Moreover, it's worth pointing out that households continue to be the leading producer of food waste. Thus, this is a topic where we all must take responsibility and do the right thing. However, unfortunately, only about 20 % of people tend to change their waste-collecting habits solely based on being adequately informed. The remaining 80 % need a stronger push or incentives. And, since several Scandinavian studies determined these numbers, we can expect an ever lower percentage of people to implement proper food waste management just by being informed in other countries. After all, Scandinavians tend to be above-averagely environmentally conscious. Luckily, proper laws and related penalties can help move things along. And, when it comes to food waste management, Europe's new laws for the separate collection of waste might just be the nudge people need.
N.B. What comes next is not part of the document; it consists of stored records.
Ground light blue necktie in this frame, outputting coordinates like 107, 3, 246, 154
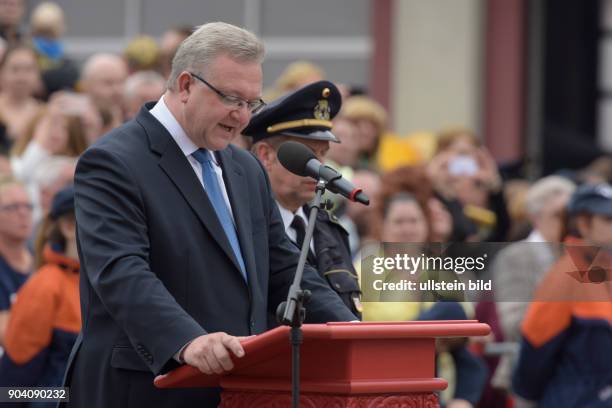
193, 149, 247, 281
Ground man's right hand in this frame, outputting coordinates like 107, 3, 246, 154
182, 332, 244, 374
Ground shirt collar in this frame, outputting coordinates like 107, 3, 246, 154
149, 96, 219, 165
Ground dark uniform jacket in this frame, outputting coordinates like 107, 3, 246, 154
305, 209, 362, 318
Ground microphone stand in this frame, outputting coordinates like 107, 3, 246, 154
276, 179, 331, 408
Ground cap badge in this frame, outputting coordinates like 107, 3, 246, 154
314, 99, 331, 120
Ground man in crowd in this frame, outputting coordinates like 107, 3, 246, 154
243, 81, 361, 315
66, 23, 355, 407
80, 53, 128, 128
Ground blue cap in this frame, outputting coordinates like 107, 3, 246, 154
49, 186, 74, 220
567, 183, 612, 217
242, 81, 342, 143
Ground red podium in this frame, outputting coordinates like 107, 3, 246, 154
155, 320, 490, 408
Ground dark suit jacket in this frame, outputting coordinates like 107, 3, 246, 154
66, 105, 355, 407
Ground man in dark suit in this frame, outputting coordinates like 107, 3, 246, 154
243, 81, 362, 316
66, 23, 355, 407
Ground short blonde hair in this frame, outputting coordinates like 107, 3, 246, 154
525, 176, 576, 216
340, 95, 387, 132
275, 60, 325, 92
30, 1, 66, 38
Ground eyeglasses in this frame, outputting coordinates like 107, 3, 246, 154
189, 72, 266, 114
0, 203, 34, 212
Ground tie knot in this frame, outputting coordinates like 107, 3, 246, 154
291, 215, 306, 231
192, 149, 211, 164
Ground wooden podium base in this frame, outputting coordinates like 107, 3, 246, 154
219, 390, 440, 408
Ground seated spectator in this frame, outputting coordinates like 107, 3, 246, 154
363, 190, 487, 408
492, 176, 575, 390
0, 0, 26, 47
123, 35, 159, 74
0, 178, 34, 347
0, 45, 41, 147
11, 93, 87, 188
30, 2, 79, 98
340, 95, 420, 172
428, 129, 510, 242
79, 53, 128, 128
512, 184, 612, 408
263, 61, 325, 101
0, 187, 81, 387
326, 117, 359, 171
159, 26, 193, 79
123, 71, 166, 119
30, 156, 78, 228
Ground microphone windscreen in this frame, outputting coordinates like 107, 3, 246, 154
276, 141, 317, 177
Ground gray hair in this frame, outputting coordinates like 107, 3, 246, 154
167, 22, 264, 90
525, 176, 576, 216
123, 71, 166, 100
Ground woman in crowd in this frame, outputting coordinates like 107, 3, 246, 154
362, 172, 486, 407
0, 187, 81, 387
0, 178, 34, 348
11, 93, 88, 183
0, 45, 41, 152
513, 184, 612, 408
427, 129, 510, 242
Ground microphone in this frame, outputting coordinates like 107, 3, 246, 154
277, 141, 370, 205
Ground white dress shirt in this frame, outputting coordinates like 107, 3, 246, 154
149, 96, 236, 363
149, 96, 236, 228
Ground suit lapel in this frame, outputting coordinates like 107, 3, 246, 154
217, 147, 257, 286
137, 105, 245, 273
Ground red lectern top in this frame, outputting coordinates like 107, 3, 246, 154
155, 320, 490, 394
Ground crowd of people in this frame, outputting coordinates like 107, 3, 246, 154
0, 1, 612, 408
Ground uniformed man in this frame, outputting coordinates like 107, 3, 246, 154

Food waste management boost: Europe's new laws
Only time will tell if new Europe's laws regarding food waste management will make as huge of a positive impact as we hope. However, given the above statistics, the chances of that happening are pretty high. But what exactly are these new laws about?
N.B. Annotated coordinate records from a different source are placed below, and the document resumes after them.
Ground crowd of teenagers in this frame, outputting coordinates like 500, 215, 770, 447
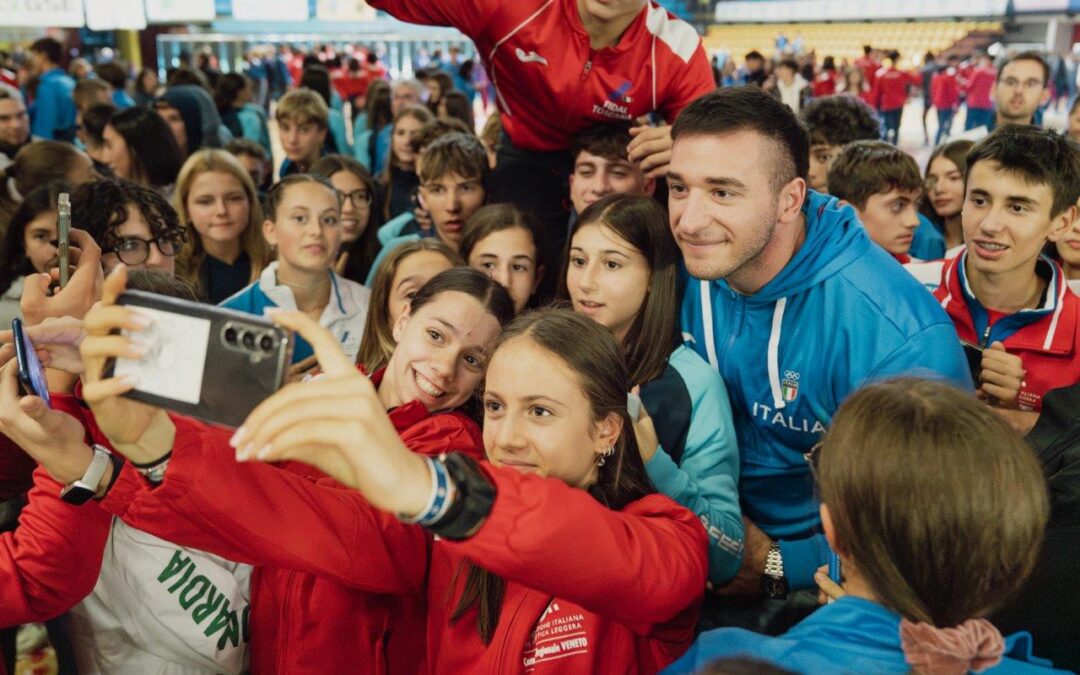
0, 0, 1080, 675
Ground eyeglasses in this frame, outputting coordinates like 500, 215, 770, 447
109, 232, 184, 265
337, 190, 372, 208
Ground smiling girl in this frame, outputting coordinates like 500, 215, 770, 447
559, 194, 743, 584
221, 174, 372, 365
173, 150, 270, 305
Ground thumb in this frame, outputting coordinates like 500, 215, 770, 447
18, 396, 49, 420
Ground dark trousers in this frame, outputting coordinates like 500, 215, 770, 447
881, 108, 904, 145
934, 108, 956, 146
488, 134, 572, 300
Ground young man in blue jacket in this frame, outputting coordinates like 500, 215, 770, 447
667, 87, 972, 633
24, 38, 76, 143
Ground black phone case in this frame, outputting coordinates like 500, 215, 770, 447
105, 291, 293, 428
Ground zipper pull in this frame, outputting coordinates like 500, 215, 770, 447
581, 57, 593, 80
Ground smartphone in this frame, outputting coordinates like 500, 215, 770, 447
105, 291, 294, 428
56, 192, 71, 288
11, 319, 53, 407
828, 550, 843, 603
960, 340, 984, 384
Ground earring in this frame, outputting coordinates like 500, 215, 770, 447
596, 445, 615, 467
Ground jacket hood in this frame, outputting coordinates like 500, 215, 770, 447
748, 190, 872, 302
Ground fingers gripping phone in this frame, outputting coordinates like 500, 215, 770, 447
105, 291, 293, 427
11, 319, 53, 407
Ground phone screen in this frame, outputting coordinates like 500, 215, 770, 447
11, 319, 53, 407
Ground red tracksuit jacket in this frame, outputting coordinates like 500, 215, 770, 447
934, 252, 1080, 410
106, 447, 708, 675
102, 372, 483, 675
0, 393, 112, 675
370, 0, 716, 150
874, 68, 920, 111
Thanks to a neat brief provided by the European Environmental Bureau (EEB), we can see what exactly we can expect from the EU's revised laws. For one, it's worth pointing out that these laws focus on all types of household waste. They aim to improve how household waste is sorted and collected for recycling. However, these laws bring the most transformative changes when collecting different materials, such as textiles, hazardous materials, and organic waste. The latter includes food waste; in fact, food waste represents the majority of organic waste. Of course, these laws come as an addition to the existing laws mandating the separate collection of plastics, glass, paper, metals, and waste oils.
These laws are based on the fact that separating different types of waste at the source is the first step towards high-quality recycling. Furthermore, also note that the obligation to separately collect Municipal Solid Waste (MSW) from households as well as public and private establishments are set out under Article 10 (2) [WFD].
The timeline that significantly impacts food waste management
Some parts of these updated laws are already in effect. For instance, since 5 July 2020, countries have no longer been allowed to burn or landfill separately collected waste. However, as far as proper food waste management goes, the critical dates are yet to come.
Undoubtedly the most impactful date will be 31 December 2023. This is when the obligatory separate collection of biowaste is set to start its effect. Moreover, this date also marks the beginning of the prohibition of burning or landfilling biowaste.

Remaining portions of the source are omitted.